Savings are prevalent in the IPC
While a critical component of the built environment, plumbing codes account for a considerable share of a building’s cost and materials as well as its corresponding water and energy use. Nationwide, an overall change to the IPC would realize $20 million in construction savings.
The savings that are afforded by the IPC vary based on the size, scale and use of the building in question. In applying model codes to a series of identical building prototypes of several different uses (e.g. single-family home, office building), the study identified considerable savings in materials, labor and overhead costs under the IPC in comparison to other model codes. Analysis found that a single-family home built to the IPC saves up to $4,000 in labor, materials and overhead. But when buildings increase in size, these savings increase significantly. For example, a large apartment building has a total savings of almost $300,000 under the IPC. The savings result in greater home affordability and reduced resources in the construction of the home without sacrificing safety.

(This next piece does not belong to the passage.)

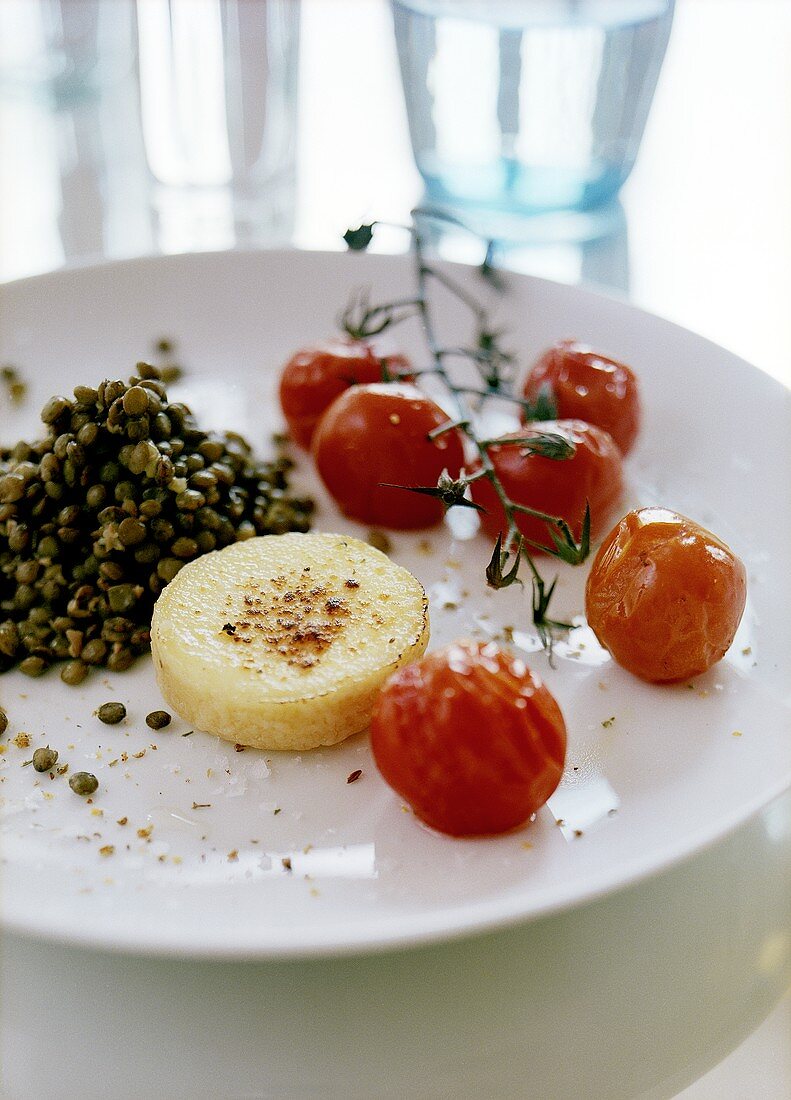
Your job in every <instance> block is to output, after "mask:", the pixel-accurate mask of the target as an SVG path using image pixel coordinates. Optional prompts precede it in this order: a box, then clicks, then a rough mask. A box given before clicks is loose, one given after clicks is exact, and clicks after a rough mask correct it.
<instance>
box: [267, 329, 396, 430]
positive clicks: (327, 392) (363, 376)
mask: <svg viewBox="0 0 791 1100" xmlns="http://www.w3.org/2000/svg"><path fill="white" fill-rule="evenodd" d="M383 362H384V363H385V366H386V370H387V372H388V373H389V374H393V375H398V376H400V375H403V374H405V373H406V372H408V370H409V363H408V361H407V360H406V357H405V356H404V355H386V356H380V355H377V354H376V353H375V352H374V350H373V348H372V346H371V344H369V343H365V342H364V341H362V340H350V339H345V340H344V339H340V338H339V339H332V340H327V341H325V342H323V343H320V344H316V345H315V346H312V348H304V349H303V350H301V351H298V352H296V353H295V354H294V355H293V356H292V357H290V359H289V360H288V362H287V363H286V365H285V366H284V367H283V373H282V375H281V390H279V393H281V408H282V409H283V415H284V417H285V418H286V423H287V425H288V430H289V432H290V434H292V438H293V439H294V441H295V442H296V443H298V444H299V445H300V447H305V448H308V447H310V440H311V439H312V434H314V431H315V429H316V425H317V423H318V422H319V419H320V418H321V415H322V412H323V411H325V409H327V408H328V406H329V405H331V404H332V401H333V400H334V399H336V397H338V395H339V394H342V393H343V390H344V389H348V388H349V386H353V385H356V384H358V383H365V382H381V381H382V378H383V377H384V376H385V375H384V374H383V368H382V364H383Z"/></svg>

Savings are dependent upon the materials that are used in construction. For example, an apartment building with PVC (polyvinyl chloride) waste pipes and CPVC (chlorinated polyvinyl chloride) water pipes saves $294,000 altogether, while that same building with cast iron waste pipes and PEX (cross-linked polyethylene) water pipes has an additional savings of $9,000, or a total of $303,000. The greatest savings come from the decreased amount of materials required to build a plumbing system to IPC standards. Less materials translates to lower labor costs — as fewer workers are required to install and manage a more modern designed system — and therefore lower overhead costs. These savings are passed on directly to the consumer.

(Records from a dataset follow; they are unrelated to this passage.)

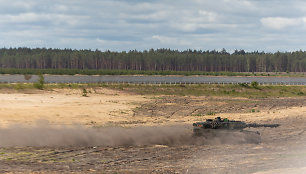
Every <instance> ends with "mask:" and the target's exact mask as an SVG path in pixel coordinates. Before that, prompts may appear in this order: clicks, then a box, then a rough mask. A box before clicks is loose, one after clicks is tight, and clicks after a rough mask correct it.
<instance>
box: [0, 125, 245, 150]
mask: <svg viewBox="0 0 306 174" xmlns="http://www.w3.org/2000/svg"><path fill="white" fill-rule="evenodd" d="M246 141H247V139H246V137H239V136H237V135H235V134H232V133H221V134H220V133H214V134H211V135H210V134H207V135H206V136H202V137H194V136H193V134H192V127H189V126H186V125H175V126H155V127H135V128H121V127H111V128H88V127H84V126H81V125H72V126H51V125H49V124H48V123H47V122H45V121H40V122H38V123H37V124H36V125H35V126H31V127H30V126H23V125H12V126H10V127H8V128H0V147H16V146H18V147H23V146H138V145H140V146H141V145H156V144H160V145H191V144H220V143H244V142H246Z"/></svg>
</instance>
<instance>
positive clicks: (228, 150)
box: [0, 88, 306, 174]
mask: <svg viewBox="0 0 306 174" xmlns="http://www.w3.org/2000/svg"><path fill="white" fill-rule="evenodd" d="M212 112H216V113H217V114H216V115H207V113H212ZM215 116H221V117H228V118H229V119H239V120H243V121H247V122H256V123H279V124H281V126H280V127H278V128H250V129H249V130H250V131H258V132H260V134H261V138H262V142H261V143H259V144H257V143H256V144H254V143H252V142H248V141H241V137H239V136H240V134H234V135H230V134H226V135H225V136H224V135H223V136H220V137H212V138H211V139H207V138H206V139H196V140H194V139H193V138H192V136H191V134H192V131H191V129H192V128H191V126H190V125H191V124H192V123H193V122H195V121H201V120H205V119H206V118H213V117H215ZM0 120H1V121H0V123H1V127H2V129H0V145H1V146H2V147H0V173H222V174H223V173H256V174H268V173H269V174H274V173H306V132H305V131H306V98H305V97H299V98H271V99H246V98H227V97H205V96H203V97H177V96H140V95H134V94H129V93H124V92H122V91H114V90H109V89H102V88H101V89H92V90H91V93H88V97H83V96H82V92H81V90H55V91H30V92H22V93H21V92H14V91H0ZM39 120H45V121H46V120H47V121H48V122H49V123H48V124H46V123H42V122H41V121H39ZM37 121H38V122H37ZM14 124H22V125H28V126H21V125H19V126H12V125H14ZM40 124H41V125H42V126H41V125H40ZM50 124H51V125H55V126H59V125H71V126H73V127H65V128H63V127H59V129H53V128H52V127H50V126H49V125H50ZM76 124H78V125H84V126H85V127H83V126H81V127H74V125H76ZM118 126H119V127H124V128H112V127H118ZM152 126H153V127H152ZM154 126H155V127H154ZM90 127H94V131H93V130H87V128H90ZM100 129H101V130H100ZM46 130H47V131H46ZM44 133H46V135H45V134H44ZM107 133H109V135H110V136H106V135H105V134H107ZM29 134H31V135H29ZM37 134H39V136H37ZM59 134H61V135H59ZM54 135H58V136H57V137H56V138H53V139H51V140H50V138H49V139H48V138H45V137H46V136H50V137H52V136H53V137H54ZM35 136H36V137H35ZM33 137H34V138H33ZM37 137H38V138H37ZM80 137H81V138H80ZM84 137H85V138H84ZM86 137H87V138H86ZM153 137H154V139H153ZM1 138H2V139H1ZM20 139H21V140H20ZM26 139H28V141H26ZM37 139H39V141H37ZM67 139H73V140H75V141H67ZM226 139H227V140H226ZM48 140H49V141H48ZM224 140H226V141H224ZM228 140H230V141H228ZM19 141H22V143H24V144H22V143H21V144H20V146H22V147H20V146H19V147H18V145H16V142H19ZM105 141H107V142H105ZM14 142H15V144H14ZM33 142H35V143H34V144H31V143H33ZM44 142H45V143H44ZM54 142H57V143H58V144H56V143H55V144H52V143H54ZM61 142H63V143H61ZM64 142H65V143H66V144H65V143H64ZM110 142H111V143H110ZM5 143H6V144H5ZM69 143H70V144H69ZM84 143H85V144H84Z"/></svg>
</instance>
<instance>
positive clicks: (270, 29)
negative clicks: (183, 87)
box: [0, 0, 306, 51]
mask: <svg viewBox="0 0 306 174" xmlns="http://www.w3.org/2000/svg"><path fill="white" fill-rule="evenodd" d="M0 4H1V6H0V38H1V42H0V43H1V44H2V45H0V46H6V47H9V46H12V47H14V46H31V47H33V46H34V47H35V46H37V47H55V48H65V47H69V48H77V49H82V48H86V49H87V48H91V49H96V48H101V49H103V50H106V49H111V50H118V51H122V50H129V49H139V50H143V49H150V48H161V47H166V48H173V49H180V50H183V49H189V48H191V49H203V50H207V49H210V50H211V49H222V48H225V49H227V50H229V51H230V50H233V49H247V50H250V51H252V50H265V51H275V50H280V49H281V50H284V51H286V50H294V49H295V48H296V49H300V48H301V47H302V48H303V47H304V48H306V41H304V40H303V39H302V38H306V32H305V29H306V17H305V12H306V8H305V5H306V3H305V2H304V1H303V0H294V1H276V0H275V1H274V0H273V1H261V0H260V1H259V0H256V1H255V0H215V1H211V0H189V1H184V0H176V1H173V0H155V1H151V0H150V1H142V0H131V1H126V0H91V1H83V0H73V1H63V0H52V1H51V0H43V1H38V0H27V1H26V2H25V1H23V0H14V1H11V0H0ZM284 33H286V35H284ZM267 38H268V39H267ZM280 38H281V42H280ZM5 44H6V45H5ZM266 49H268V50H266Z"/></svg>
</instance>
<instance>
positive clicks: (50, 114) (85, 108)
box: [0, 89, 147, 126]
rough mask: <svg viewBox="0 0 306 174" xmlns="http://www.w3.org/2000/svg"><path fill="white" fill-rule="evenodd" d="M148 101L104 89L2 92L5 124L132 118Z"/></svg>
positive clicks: (85, 122)
mask: <svg viewBox="0 0 306 174" xmlns="http://www.w3.org/2000/svg"><path fill="white" fill-rule="evenodd" d="M145 101H147V99H145V97H143V96H139V95H128V94H124V93H120V92H118V91H112V90H107V89H103V90H100V91H95V92H94V91H92V93H89V94H88V97H83V96H82V93H81V90H56V91H43V92H40V91H36V92H35V91H34V92H33V91H32V94H24V93H10V94H5V93H4V92H2V93H1V94H0V120H1V122H0V123H1V125H2V126H5V125H9V124H15V123H22V124H33V123H35V122H36V121H37V120H48V121H49V122H50V123H52V124H105V123H111V121H116V120H118V117H120V120H122V121H129V120H130V119H131V117H130V116H131V115H132V109H134V108H135V107H136V106H138V105H139V104H141V103H142V102H145Z"/></svg>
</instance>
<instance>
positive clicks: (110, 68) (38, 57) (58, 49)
mask: <svg viewBox="0 0 306 174" xmlns="http://www.w3.org/2000/svg"><path fill="white" fill-rule="evenodd" d="M0 67H1V68H16V69H81V70H87V69H88V70H135V71H203V72H219V71H229V72H306V51H295V52H276V53H265V52H258V51H255V52H245V51H244V50H236V51H235V52H234V53H232V54H230V53H228V52H227V51H226V50H225V49H223V50H221V51H216V50H212V51H202V50H190V49H189V50H185V51H178V50H170V49H150V50H145V51H137V50H131V51H128V52H125V51H123V52H114V51H100V50H94V51H92V50H72V49H47V48H2V49H0Z"/></svg>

The savings that are passed on to consumers also directly influence and grow their local economies. Households that have greater cash on hand are more likely to spend that money on goods and services, contributing to their communities by investing locally. For example, a family that saves $4,000 on the purchase of their home will use their savings to purchase additional goods. If many households are afforded these savings, and then spend those savings, greater economic activity, greater revenues and increased employment are the result. When these savings are aggregated to the county, regional or state level, this equates to thousands of new jobs, all induced by the savings afforded by using the IPC.
After determining the difference in construction labor and materials, the study estimates the cost benefits, employment and environmental gains the nation would have received if the IPC had been applied nationally over the last 12 years (from 2007 to 2018). The benefits of the IPC are significant — counties that applied the IPC, from 2007 to 2018, saved $38 billion in construction costs, realized 166,000 additional jobs, emitted one million fewer tons of carbon dioxide and saved 880 million feet of pipe. These savings result in more productive buildings, communities and regional economies.
The IPC improves the affordability, sustainability and durability of all of our communities. The video below illustrates how plumbing codes impact the world around us and how adoption of the IPC impacts the cost, safety and the global environment.
The online report includes an interactive tool that allows users to click on any state or county and see which model code they currently use as well as how much the state or county would save by switching to the IPC. The information presented on this site enables professionals and interested parties to understand the plumbing code differences and how these differences impact the regional, state and national economy and environment.